Parameter Value Interpretation
Quality censoring cutoff <10 Phred quality scores cut off for excluding bases during assembly.
Mixture area (%) ≥20 The area of the uncalled peak must be at least 20% of the called peak area. If 50% of the reads pass this threshold, then a mixture is called.
Mark area (%) ≥15 The area of the uncalled peak must have at least 17.5% of the called peak area. If ≥50% of the reads pass this threshold, then a mark is made.
Mark average quality cut-off phred score Additional marks <20 If the average quality of the base across all reads is below the cutoff, then a mark is made. Insertions, deletions, and single primer coverage are also marked.

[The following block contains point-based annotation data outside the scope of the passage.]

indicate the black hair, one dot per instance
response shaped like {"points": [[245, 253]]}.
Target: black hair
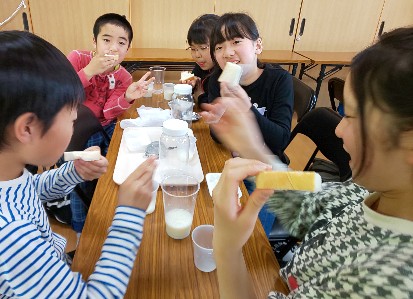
{"points": [[200, 30], [230, 26], [113, 19], [383, 76], [34, 77]]}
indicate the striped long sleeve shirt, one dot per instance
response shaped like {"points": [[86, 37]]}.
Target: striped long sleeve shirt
{"points": [[32, 259]]}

Exatype pass-fail criteria at the laboratory level We performed quality checks on every sample trace file to ensure that the sequence was acceptable. Tables 1 and 2 lists the sequence rejection criteria. Once the trace file is uploaded to Exatype, and it passes the RECall specified internal quality control checks, it automatically generates sample results and corresponding FASTA files. At present, the software requires double primer coverage over the entire sequence length. We included only analyses that passed the Exatype-implemented quality control criteria in this study.

Table 2.

Criteria Used by RECall for Rejecting a Sequence.20,24

Failure category Description
Stop codon Any unambiguous stop codon (TGA, TAA, or TAG)
Bad inserts An insertion relative to the reference sequence that is not a multiple of 3 bases, resulting in a frameshift
Bad deletion A deletion relative to the reference sequence that is not a multiple of 3 bases, resulting in a frameshift
Too many mixtures >3.5% of nucleotides sequences called as mixtures
N count ≥5 Ns (any base) in the sequence
Mark count ≥100 positions marked as being potentially problematic
Single coverage >3 consecutive bases of single-read coverage with phred scores of 40
Low quality Any section where the quality of all coverage is too low to make a call

Subtyping and Phylogenetic Analysis

One hundred and twenty-six samples were successfully extracted, amplified for the RT and PR region in the nested PCR, and sequenced. Generated sequences covering codon 6-99 of the protease region and 1-251 of the RT region were then used for alignment using RECall and to construct the phylogenetic trees using the neighbor-joining method with PAUP. Alignment of generated sequences with Los Alamos database reference sequences revealed that 54 (43%),31 (25%),14 (11%), and 8 (6%) of the 126 specimens are subtype A, D, C, and G respectively. Simplot analysis revealed a few recombinant types in our study samples: 7 (6%) being AD, 2 (2%) AC, 2 (2%) AG and 8 (6%) CRF01_AE Table 3.

Table 3.

Distribution of the HIV-1 Subtype in the Samples Used for Validation.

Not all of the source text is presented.